The [Court’s] defining of race itself I find very fascinating. The Naturalization Act of 1790 limited naturalization to free white persons. In 1870, you have a change because of the 14th Amendment, which says that African Americans can be naturalized. In 1922, a Mr. Ozawa believed that they had changed the law enough that it no longer applied to people…like himself, who had been born in Japan [but came to the United States as a child]. The Supreme Court hemmed and hawed and finally they said that what [the law] actually meant was that you had to be Caucasian. The next year, a Mr. Thind, whose ancestry actually went back to the Caucasian Mountains — a real Caucasian — applied for citizenship. The Court tried to provide some rationale for its decision [to deny him] and finally decided that “Caucasian” really meant “white.”

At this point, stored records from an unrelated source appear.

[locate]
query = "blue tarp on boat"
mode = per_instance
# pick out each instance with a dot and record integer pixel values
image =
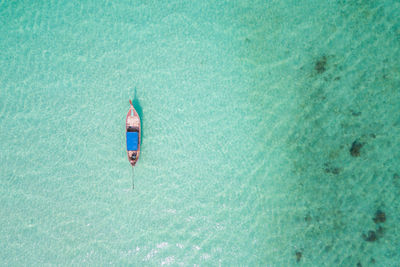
(132, 140)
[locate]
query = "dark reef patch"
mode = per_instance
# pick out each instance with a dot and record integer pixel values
(355, 148)
(320, 65)
(373, 236)
(380, 217)
(331, 169)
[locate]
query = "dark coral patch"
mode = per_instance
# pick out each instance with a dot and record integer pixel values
(380, 217)
(355, 148)
(320, 65)
(371, 237)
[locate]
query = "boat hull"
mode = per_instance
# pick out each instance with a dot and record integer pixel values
(133, 124)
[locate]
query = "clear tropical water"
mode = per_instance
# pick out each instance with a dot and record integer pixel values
(270, 133)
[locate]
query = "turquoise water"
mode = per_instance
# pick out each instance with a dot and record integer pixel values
(270, 133)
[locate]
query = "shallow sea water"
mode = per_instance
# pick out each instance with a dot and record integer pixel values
(249, 113)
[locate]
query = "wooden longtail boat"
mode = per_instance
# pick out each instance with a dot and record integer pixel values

The case that really speaks to me because this is what I grew up with [is 1967’s Loving v. Virginia], which said Black and white and people of other races could marry…The Supreme Court has dealt with all these issues, and really, so do we in this book. That's not the most important case, but I think it catches the confusion of — what is race? There is no such thing. The Court has struggled time and time again to define race.

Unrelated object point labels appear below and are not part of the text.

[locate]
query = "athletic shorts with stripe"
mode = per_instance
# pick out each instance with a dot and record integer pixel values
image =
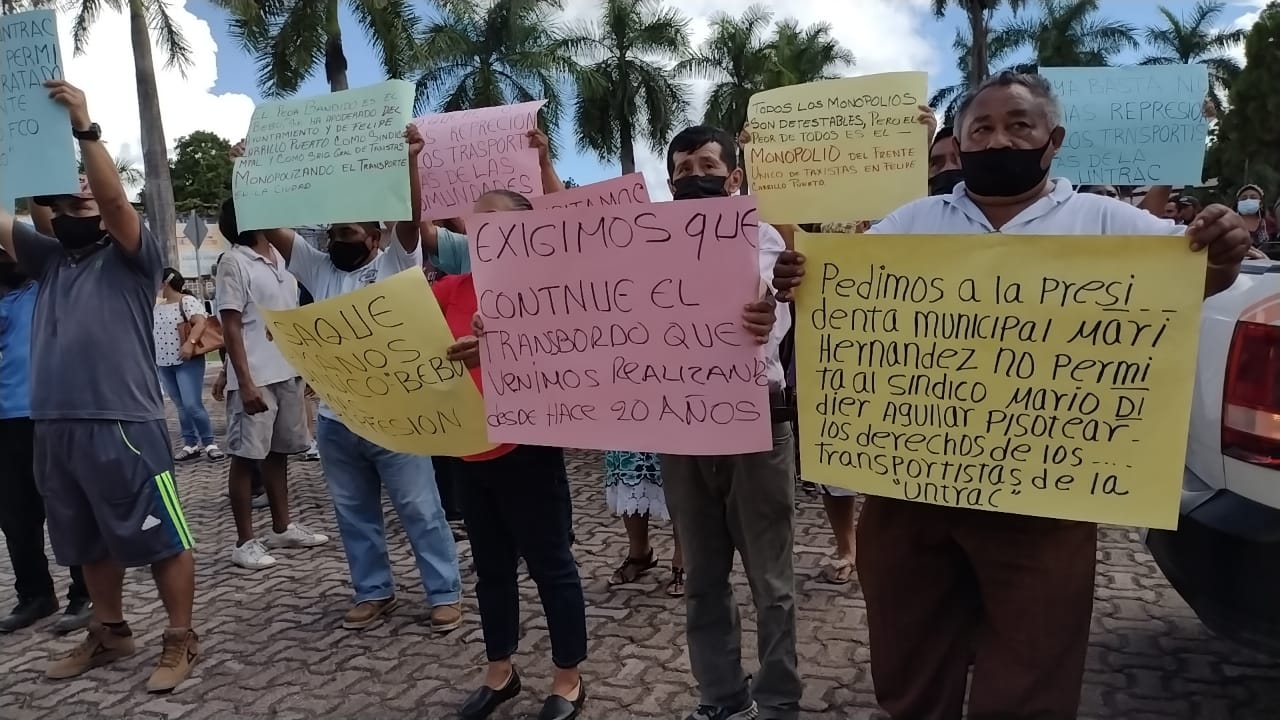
(109, 491)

That’s really interesting. That would be the crucial part, because when you want to have discussions about race in the first place, you're working on the assumption that race is an actual thing, but it's really just a concept.
That’s right. It’s a social construct that we have put together. And yet, it means something legally, or has. We've tried to move away from that, I think, with the 14th Amendment. The 13th, 14th, and 15th Amendment are part of the Constitution, and I think if Supreme Court justices read those…as broadly as they read [the First, Second, and Third Amendments], it seems to me there's no problem, although they've been ruling the other way in the last few years.
 
I wanted to ask about Roe v. Wade, and whether that case is less about abortion rights and more about — does the state have the right to determine the abortion [question] or does the federal government have that right? What are your thoughts on that?
I truly believe that the 13th, 14th and 15th Amendments, which Abraham Lincoln is responsible for — they all are done in his name and his legacy — changed the Constitution. Before that, everything was relegated to the states. But the 13th, 14th and 15th Amendments give Congress the right to pass these laws that expand individual liberty to protect them in those states where they are not protected. Lincoln took what we think of as positive liberty — and also what I call our mission statement, the Declaration of Independence — and put it into our rule book, the Constitution, so that these rights are guaranteed.
As a teacher, what is the main thing you want to teach students about the law and how the law should be working?
What I’m concerned about is that I think democracy is in a crisis that it has not been since 1860. The very things that Lincoln faced in 1860, we’re facing today…When you ask me the most important cases, it’s these cases that are trying to keep people from being able to vote. That's the opposite of what a democracy is. I want [students] to see that people have been able to make positive changes, that groups of people like Martin Luther King, and many, many before him, came together to get unjust laws changed. This is something that Lincoln understood, I believe. It's important that we can do something, and the basis of that is the vote.